Piker’s perfidy has no place in our party

On Wednesday, Congressmen Josh Gottheimer and Mike Lawler introduced a bipartisan House resolution condemning the antisemitic rhetoric of Hasan Piker on the far left and Candace Owens on the far right. Antisemitism is a moral problem, not a partisan one, and this resolution treats it as such.

As the first Jewish Latina lawmaker elected in the United States and the legislator who passed Holocaust and genocide education legislation in Arizona, I take the normalization of antisemitism personally. This resolution is a welcome statement of principle. But a statement is only as good as the action that follows it, and that is where my concern with my own party begins.

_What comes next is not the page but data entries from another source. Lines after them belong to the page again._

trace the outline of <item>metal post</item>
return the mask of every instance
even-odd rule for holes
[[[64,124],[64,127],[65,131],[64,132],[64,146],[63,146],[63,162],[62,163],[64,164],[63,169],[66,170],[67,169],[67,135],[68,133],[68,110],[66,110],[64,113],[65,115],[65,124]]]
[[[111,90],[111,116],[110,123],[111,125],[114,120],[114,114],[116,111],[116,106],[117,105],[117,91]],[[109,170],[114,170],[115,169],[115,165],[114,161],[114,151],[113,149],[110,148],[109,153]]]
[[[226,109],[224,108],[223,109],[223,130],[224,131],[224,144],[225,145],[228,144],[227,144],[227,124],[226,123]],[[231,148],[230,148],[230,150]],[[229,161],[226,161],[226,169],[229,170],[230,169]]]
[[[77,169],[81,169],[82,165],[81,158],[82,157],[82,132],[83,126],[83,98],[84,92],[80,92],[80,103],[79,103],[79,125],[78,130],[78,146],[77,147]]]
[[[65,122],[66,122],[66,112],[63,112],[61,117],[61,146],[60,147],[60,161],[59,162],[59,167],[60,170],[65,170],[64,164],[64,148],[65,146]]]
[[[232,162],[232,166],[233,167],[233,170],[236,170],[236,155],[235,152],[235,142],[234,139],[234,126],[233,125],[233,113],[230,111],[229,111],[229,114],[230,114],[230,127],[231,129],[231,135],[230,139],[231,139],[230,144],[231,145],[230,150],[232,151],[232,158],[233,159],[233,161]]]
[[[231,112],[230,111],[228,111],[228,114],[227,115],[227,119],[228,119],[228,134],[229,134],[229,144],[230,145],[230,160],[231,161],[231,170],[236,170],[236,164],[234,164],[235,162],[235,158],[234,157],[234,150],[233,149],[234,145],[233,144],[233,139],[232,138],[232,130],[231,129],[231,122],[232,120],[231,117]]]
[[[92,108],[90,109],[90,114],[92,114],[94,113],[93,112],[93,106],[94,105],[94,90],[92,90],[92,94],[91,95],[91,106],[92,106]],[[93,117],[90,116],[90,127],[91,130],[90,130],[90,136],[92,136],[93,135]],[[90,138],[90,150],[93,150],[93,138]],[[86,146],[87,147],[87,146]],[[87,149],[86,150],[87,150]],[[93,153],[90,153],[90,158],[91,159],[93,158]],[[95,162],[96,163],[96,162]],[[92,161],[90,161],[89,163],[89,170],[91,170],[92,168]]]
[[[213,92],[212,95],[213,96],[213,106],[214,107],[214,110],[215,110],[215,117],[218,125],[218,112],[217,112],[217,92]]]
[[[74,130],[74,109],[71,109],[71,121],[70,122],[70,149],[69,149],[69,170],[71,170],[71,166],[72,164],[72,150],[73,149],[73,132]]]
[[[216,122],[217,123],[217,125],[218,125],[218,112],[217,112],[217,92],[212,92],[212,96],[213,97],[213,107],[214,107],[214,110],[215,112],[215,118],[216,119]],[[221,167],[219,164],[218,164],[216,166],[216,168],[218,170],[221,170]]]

The New York Times once convulsed in internal revolt over publishing an op-ed by Sen. Tom Cotton, with staffers insisting it endangered lives. That moment was supposed to clarify the boundaries of acceptable discourse. Instead, it serves as a useful contrast, because the Times is now elevating Piker, a self-described Marxist streamer who used the paper’s prestige to argue that “petty theft might be the new political protest.” Institutions that once prided themselves on filtering out this kind of rhetoric are now legitimizing it.

It’s beyond question that Piker opposes the Republican Party, which he labels the “biggest domestic terrorist group in America.” But does that make him a good Democrat?

Piker gained notoriety for saying America deserved the Sept. 11 attacks and applauded the jihadi who wounded Rep. Dan Crenshaw, a Navy SEAL who lost his eye in Afghanistan, as “a brave F** soldier [who violated] his eyehole.”

He has been banned from Twitch seven times, several for using racial slurs, another for calling for the murder of a U.S. senator. He laughed at a Jewish woman who expressed fears over antisemitism and lambasted a Jewish viewer days after the Oct. 7 massacre.

Piker consistently celebrates America’s adversaries. He avowed that “Hamas is a thousand times better than the fascist settler colonial apartheid state,” stated he has “no issue” with Hezbollah, platformed a suspected Houthi member, and justified Russia’s annexation of Ukrainian territory.

His endorsement of Hamas during Oct. 7 is chilling. He justified the killing of babies as legal and moral. He stated: “It doesn’t matter if rape happened on Oct. 7. It doesn’t change the dynamic for me.” He described reports of sexual violence as “rape fantasies” and “rape hallucinations.”

He called a listener who opposed Hamas a “Bloodthirsty pig dog” and called pro-Israel Americans “f*ing rabid ultra-Zionist pigs.” He verbally abused a Vietnamese refugee on stream: “F you, old lady. Shut the F** up, you stupid FG idiotic old lady… F this refugee.”

Democrats who elevate Piker are playing a losing hand. Despite the allure of his online following, Piker, now known for xenophobia, terror support, misogyny, and cruelty, will taint the Democratic brand and alienate the very voters candidates hope he will bring: women, minorities, Jewish voters, and moderates.

As an elected Democrat, I know our tent is big, but it should not be big enough for Piker. Our consultants are right to energize the youth vote. But demeaning our brand through association with vulgar demagogues is a losing strategy. If we give control of our messaging to hateful people like Piker, they will run away with our image, and what is left will look nothing like the rights-oriented Democratic Party that millions of us have always called home.